The Minister of State, Federal Ministry of Industry, Trade and Investment, Amb. Maryam Katagum has urged Nigerian pharmaceutical companies to utilise the licensing provision of the TRIPS Waivers Agreement for COVID-19 to establish vaccine production plants for the country.
Katagum gave the advice at the 9th African Day of Standardisation 2022 Symposium, organised by the Standard Organisation of Nigeria (SON) in collaboration with the African Organisations for Standardization (ARSO) in Lagos.
With the theme: “Promoting the African Pharmaceutical and Medical Devices Industries Through Standardisation”, the Minister explained that following WHO’s declaration of the coronavirus as a global public health emergency and the inability of some countries to get the COVID-19 vaccine, some countries have issued compulsory licences to enable them to start manufacturing of vaccines within the next five years.
According to her, both the public and private pharmaceutical companies should take advantage of the opportunity to ensure that Nigeria starts production of vaccines not only for COVID-19 but for other infectious diseases in case of future pandemics.
“Nigeria should utilise the patent waivers in the Trade Related aspect on Intellectual Property (TRIPS) Agreement to become vaccine productive.
“The TRIPS Waivers Agreement for COVID-19 licensed African countries including Nigeria to start production of vaccines for the next five years. Five years is a very short time to come by; therefore, pharmacists should scale up efforts in this regard,” she said.

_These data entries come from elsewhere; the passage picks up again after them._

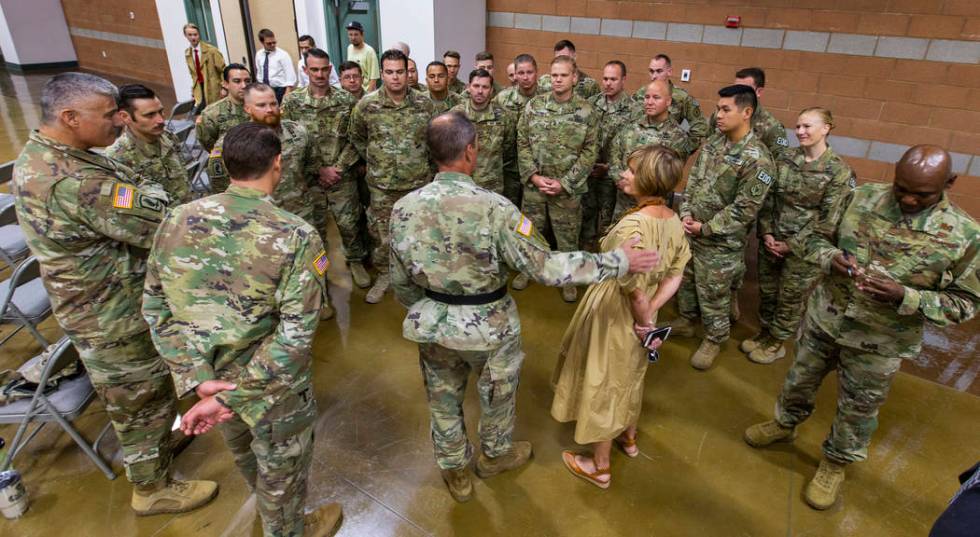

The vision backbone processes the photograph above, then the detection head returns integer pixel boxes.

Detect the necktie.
[262,50,269,86]
[194,49,204,84]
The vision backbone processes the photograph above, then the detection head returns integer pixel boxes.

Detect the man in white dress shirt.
[255,28,296,102]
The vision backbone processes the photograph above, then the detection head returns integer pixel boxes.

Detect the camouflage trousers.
[71,332,177,484]
[310,174,368,261]
[219,388,317,537]
[523,186,582,252]
[758,248,820,341]
[776,322,902,464]
[367,185,412,274]
[419,337,524,470]
[579,173,617,251]
[677,239,744,343]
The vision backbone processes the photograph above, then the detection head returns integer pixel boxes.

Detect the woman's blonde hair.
[626,145,684,197]
[797,106,834,130]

The minister also called on Africa and Africans to pay attention to promoting homemade solutions to some of the challenges confronting the continent.
She said the need for the development of the pharmaceutical industry on the continent in line with the laid down standards, became more apparent in the face of the COVID-19 pandemic.

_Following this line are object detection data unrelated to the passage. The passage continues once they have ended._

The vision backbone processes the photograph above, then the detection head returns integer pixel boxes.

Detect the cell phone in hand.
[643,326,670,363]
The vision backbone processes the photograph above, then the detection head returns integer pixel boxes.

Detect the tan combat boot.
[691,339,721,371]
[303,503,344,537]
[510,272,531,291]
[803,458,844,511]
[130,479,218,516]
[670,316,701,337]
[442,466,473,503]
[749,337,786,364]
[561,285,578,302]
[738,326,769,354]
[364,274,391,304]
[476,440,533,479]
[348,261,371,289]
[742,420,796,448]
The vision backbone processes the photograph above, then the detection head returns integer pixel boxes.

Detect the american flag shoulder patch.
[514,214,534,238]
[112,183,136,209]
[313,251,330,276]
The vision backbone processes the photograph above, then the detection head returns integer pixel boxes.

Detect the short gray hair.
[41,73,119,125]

“It is imperative to note that the operationalisation of the African Continental Free Trade Area has turned our continent into one huge market and provided us with a competitive edge in trading with other continents.
“The need to promote intra-African trade and commerce becomes even more compelling in order not only to take optimum advantage of the huge African Market but to position the continent against future pandemics,” Katagum said.
The Deputy Vice-Chancellor, University of Benin, Prof. Ray Ozolua, said that the African pharmaceutical and medical devices economy lacked security, as 80 per cent of its pharmaceutical needs were being imported.
Ozolua, the guest speaker at the event, said that the least medical equipment was imported into Nigeria including bandages and dressing, gloves, facemasks, syringes and needles and diagnostic imaging among others.
He identified the barriers to local manufacturing of pharmaceutical/medical devices as limited availability of needed raw materials, expensive start-up costs and poor international competitiveness
Earlier, the Director-General of SON, Malam Farouk Salim, said that the lack of adequate financing facilities was a major challenge to the growth and development of the pharmaceutical industry.
Salim said that most banks in the country find it difficult to finance pharmaceutical investments, which were often capital-intensive projects.
He said: “Obviously, boosting local production in the pharmaceutical industries will save and strengthen African economies.
“It will also support local jobs creation, save import expenditure while triggering industrialisation, manufacturing, intra-African trade and sustainable development in the continent, but financing facilities remain the major challenge”.